Create the network via a CLI command (which can then be used with docker run --network dms-ipv6
):
docker network create --ipv6 --subnet fd00:cafe:face:feed::/64 dms-ipv6
Optionally reference it from one or more compose.yaml
files:
services:
mailserver:
networks:
- dms-ipv6
networks:
dms-ipv6:
external: true
This approach is discouraged
Add these two extra IPv6 settings to your daemon config. They only apply to the default bridge
docker network aka docker0
(which containers are attached to by default when using docker run
).
{
"ipv6": true,
"fixed-cidr-v6": "fd00:cafe:face:feed::/64",
}
Compose projects can also use this network via network_mode
:
services:
mailserver:
network_mode: bridge
Do not use 2001:db8:1::/64
for your private subnet
The 2001:db8
address prefix is reserved for documentation. Avoid creating a subnet with this prefix.
Presently this is used in examples for Dockers IPv6 docs as a placeholder, while mixed in with private IPv4 addresses which can be misleading.
Configuring an IPv6 subnet
If you've configured IPv6 address pools in /etc/docker/daemon.json
, you do not need to specify a subnet explicitly. Otherwise if you're unsure what value to provide, here's a quick guide (Tip: Prefer IPv6 ULA, it's the least hassle):
fd00:cafe:face:feed::/64
is an example of a IPv6 ULA subnet. ULA addresses are akin to the private IPv4 subnets you may already be familiar with. You can use that example, or choose your own ULA address. This is a good choice for getting Docker containers to their have networks support IPv6 via NAT like they already do by default with IPv4.- IPv6 without NAT, using public address space like your server is assigned belongs to an IPv6 GUA subnet.
- Typically these will be a
/64
block assigned to your host, but this varies by provider. - These addresses do not need to publish ports of a container to another IP to be publicly reached (thus
ip6tables: true
is not required), you will want a firewall configured to manage which ports are accessible instead as no NAT is involved. Note that this may not be desired if the container should also be reachable via the host IPv4 public address. - You may want to subdivide the
/64
into smaller subnets for Docker to use only portions of the/64
. This can reduce some routing features, and require additional setup / management via a NDP Proxy for your public interface to know of IPv6 assignments managed by Docker and accept external traffic.

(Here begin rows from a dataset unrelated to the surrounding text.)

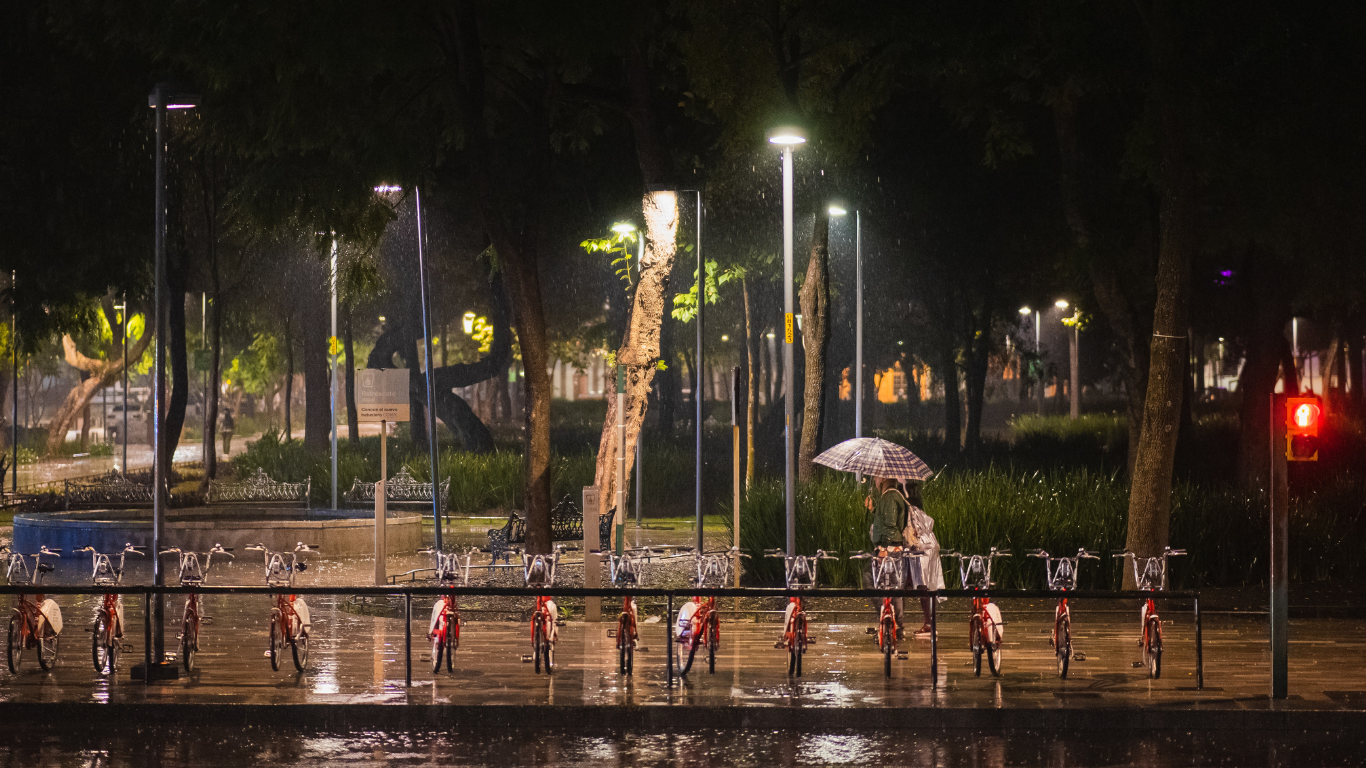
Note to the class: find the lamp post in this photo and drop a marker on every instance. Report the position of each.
(1074, 383)
(858, 316)
(332, 347)
(788, 138)
(161, 99)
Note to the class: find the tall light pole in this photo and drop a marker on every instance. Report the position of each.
(1074, 380)
(430, 377)
(858, 316)
(161, 99)
(788, 137)
(332, 347)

- Typically these will be a
Verify remote IP is correct
With Docker CLI or Docker Compose, run a traefik/whoami
container with your IPv6 docker network and port 80 published. You can then send a curl request (or via address in the browser) from another host (as your remote client) with an IPv6 network, the RemoteAddr
value returned should match your client IPv6 address.
docker run --rm -d --network dms-ipv6 -p 80:80 traefik/whoami
# On a different host, replace `2001:db8::1` with your DMS host IPv6 address
curl --max-time 5 http://[2001:db8::1]:80
IPv6 ULA address priority
DNS lookups that have records for both IPv4 and IPv6 addresses (eg: localhost
) may prefer IPv4 over IPv6 (ULA) for private addresses, whereas for public addresses IPv6 has priority. This shouldn't be anything to worry about, but can come across as a surprise when testing your IPv6 setup on the same host instead of from a remote client.
The preference can be controlled with /etc/gai.conf
, and appears was configured this way based on the assumption that IPv6 ULA would never be used with NAT. It should only affect the destination resolved for outgoing connections, which for IPv6 ULA should only really affect connections between your containers / host. In future IPv6 ULA may also be prioritized.